Counting both his on- and off-field income, Messi’s estimated $140 million over the past 12 months ranked him third on the 2026 Forbes list of the world’s highest-paid athletes, and he has been no lower than fifth in the ranking since 2014, claiming the top spot in 2019 and 2022.
Messi’s sky-high earnings landed him in a bit of trouble in 2016, when he and his father were found guilty of tax fraud by a Spanish court related to their use of shell companies in tax havens to house endorsement income. (They avoided jail time but were forced to pay about $4 million in fines.) On the other hand, Messi’s fortune has also allowed him to build up an investment portfolio that includes a stake in MiM Hotels—a boutique chain of six properties in Spain and Andorra—as part of a publicly listed real estate investment trust he launched in 2024 called Edificio Rostower Socimi, which has a market cap of $282 million.
Más+ by Messi, a sports drink he developed in partnership with White Claw parent company Mark Anthony Brands, has fizzled, with BevNet reporting in May that the brand is being phased out. But Messi remains a partner in Argentine restaurant chain El Club de la Milanesa and owns two soccer teams: Uruguay’s Deportivo LSM, which he founded with his Inter Miami teammate Luis Suárez last year, and UE Cornellà, a fifth-tier Spanish club he bought in April for an undisclosed amount.
When the dust clears, though, Messi’s most successful investment might be his own team.
His move to Miami in the twilight of his career has been a success by any measure, lifting the club founded by Beckham and brothers Jorge and Jose Mas from the league’s basement in 2023 to an MLS Cup championship in 2025, Messi’s second full season with the team.
“You have to be under a rock to not know that Lionel Messi plays at Miami,” Jorge Mas boasted to Forbes in 2024.
Meanwhile, the team’s valuation has soared from $600 million prior to Messi’s arrival to a league-high $1.35 billion in just three years, and with the option he secured to earn equity in the team when he retires, he will personally benefit from the growth he has created.

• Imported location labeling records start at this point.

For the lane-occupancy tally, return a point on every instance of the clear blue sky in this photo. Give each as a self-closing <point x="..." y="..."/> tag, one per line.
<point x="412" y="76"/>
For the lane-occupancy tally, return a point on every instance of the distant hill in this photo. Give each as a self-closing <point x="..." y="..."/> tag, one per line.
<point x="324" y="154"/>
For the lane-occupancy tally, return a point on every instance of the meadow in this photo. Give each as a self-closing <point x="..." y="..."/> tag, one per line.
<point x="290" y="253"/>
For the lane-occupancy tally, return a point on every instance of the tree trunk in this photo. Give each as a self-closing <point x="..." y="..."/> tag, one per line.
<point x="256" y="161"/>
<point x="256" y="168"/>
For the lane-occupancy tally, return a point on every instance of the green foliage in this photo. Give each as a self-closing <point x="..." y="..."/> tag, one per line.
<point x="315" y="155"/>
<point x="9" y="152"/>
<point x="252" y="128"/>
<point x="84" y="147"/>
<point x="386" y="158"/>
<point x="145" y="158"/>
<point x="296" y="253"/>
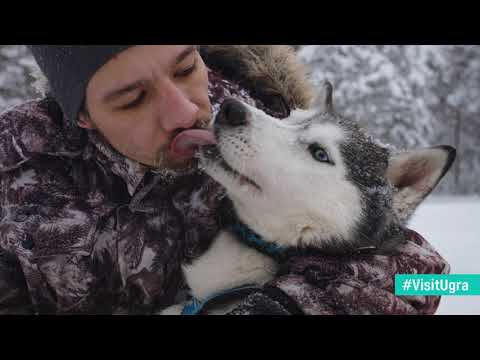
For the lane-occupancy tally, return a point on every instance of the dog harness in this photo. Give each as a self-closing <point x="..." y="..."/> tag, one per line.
<point x="253" y="240"/>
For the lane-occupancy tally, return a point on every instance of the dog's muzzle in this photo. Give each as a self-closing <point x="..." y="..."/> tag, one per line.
<point x="232" y="113"/>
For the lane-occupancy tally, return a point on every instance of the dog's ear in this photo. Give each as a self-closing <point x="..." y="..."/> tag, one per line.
<point x="415" y="174"/>
<point x="324" y="99"/>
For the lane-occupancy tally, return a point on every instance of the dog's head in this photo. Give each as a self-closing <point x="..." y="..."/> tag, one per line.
<point x="316" y="179"/>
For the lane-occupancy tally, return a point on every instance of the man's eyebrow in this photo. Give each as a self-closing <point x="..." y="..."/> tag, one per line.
<point x="123" y="90"/>
<point x="185" y="53"/>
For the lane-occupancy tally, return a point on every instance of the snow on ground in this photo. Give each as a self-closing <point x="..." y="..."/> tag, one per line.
<point x="452" y="226"/>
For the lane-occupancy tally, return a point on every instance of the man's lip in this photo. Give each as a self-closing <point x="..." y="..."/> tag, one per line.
<point x="185" y="144"/>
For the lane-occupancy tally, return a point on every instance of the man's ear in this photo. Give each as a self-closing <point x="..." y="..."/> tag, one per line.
<point x="85" y="122"/>
<point x="415" y="174"/>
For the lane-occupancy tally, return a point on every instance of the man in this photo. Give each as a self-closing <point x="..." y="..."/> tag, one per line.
<point x="101" y="199"/>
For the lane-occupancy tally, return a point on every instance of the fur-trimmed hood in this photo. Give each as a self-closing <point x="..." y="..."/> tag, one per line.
<point x="270" y="72"/>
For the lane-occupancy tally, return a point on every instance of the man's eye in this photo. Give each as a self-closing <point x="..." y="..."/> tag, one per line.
<point x="135" y="102"/>
<point x="320" y="154"/>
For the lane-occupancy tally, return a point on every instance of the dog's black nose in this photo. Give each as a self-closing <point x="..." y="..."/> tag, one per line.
<point x="232" y="113"/>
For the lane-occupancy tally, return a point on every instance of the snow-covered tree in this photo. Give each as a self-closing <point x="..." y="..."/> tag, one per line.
<point x="15" y="65"/>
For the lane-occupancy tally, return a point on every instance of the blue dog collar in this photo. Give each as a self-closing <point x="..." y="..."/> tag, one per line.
<point x="253" y="240"/>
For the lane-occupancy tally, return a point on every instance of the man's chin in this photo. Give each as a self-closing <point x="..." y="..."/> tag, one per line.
<point x="180" y="166"/>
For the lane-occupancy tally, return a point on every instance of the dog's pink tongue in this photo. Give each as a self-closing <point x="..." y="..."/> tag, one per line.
<point x="187" y="142"/>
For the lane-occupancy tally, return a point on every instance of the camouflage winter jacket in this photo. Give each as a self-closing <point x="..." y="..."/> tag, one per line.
<point x="84" y="230"/>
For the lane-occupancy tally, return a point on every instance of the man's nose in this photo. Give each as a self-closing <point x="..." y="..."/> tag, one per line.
<point x="232" y="113"/>
<point x="179" y="111"/>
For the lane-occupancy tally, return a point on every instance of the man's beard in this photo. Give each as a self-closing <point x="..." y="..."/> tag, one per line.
<point x="163" y="165"/>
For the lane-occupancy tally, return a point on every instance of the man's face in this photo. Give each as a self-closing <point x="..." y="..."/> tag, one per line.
<point x="144" y="97"/>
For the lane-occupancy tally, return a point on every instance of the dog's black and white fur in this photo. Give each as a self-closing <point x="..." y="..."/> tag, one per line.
<point x="314" y="180"/>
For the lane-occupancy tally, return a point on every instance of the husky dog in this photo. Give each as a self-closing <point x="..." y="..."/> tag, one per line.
<point x="312" y="181"/>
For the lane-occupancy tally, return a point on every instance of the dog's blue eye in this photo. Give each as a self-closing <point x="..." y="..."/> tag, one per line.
<point x="319" y="154"/>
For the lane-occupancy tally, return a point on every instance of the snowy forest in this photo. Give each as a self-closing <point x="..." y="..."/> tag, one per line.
<point x="409" y="96"/>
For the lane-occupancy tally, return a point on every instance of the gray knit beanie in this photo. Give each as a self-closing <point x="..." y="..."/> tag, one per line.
<point x="69" y="69"/>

That doesn’t mean, however, that Messi is ready to hang up his cleats just yet. The two-time reigning MLS MVP signed a three-year contract extension with Inter Miami in October and will take the field this month in his sixth World Cup as Argentina defends its title. In a reflective interview with Spanish newspaper Diario Sport last year, looking ahead to this summer’s tournament, Messi said he didn’t want to be a “burden” but added that he still loves to play.
“The moment when I see I’m not fit enough, struggling on the pitch and not enjoying it, it will be time to call it quits,” said Messi, who turns 39 on June 24. “But right now, I’m enjoying it, I feel good, and that’s where things stand.”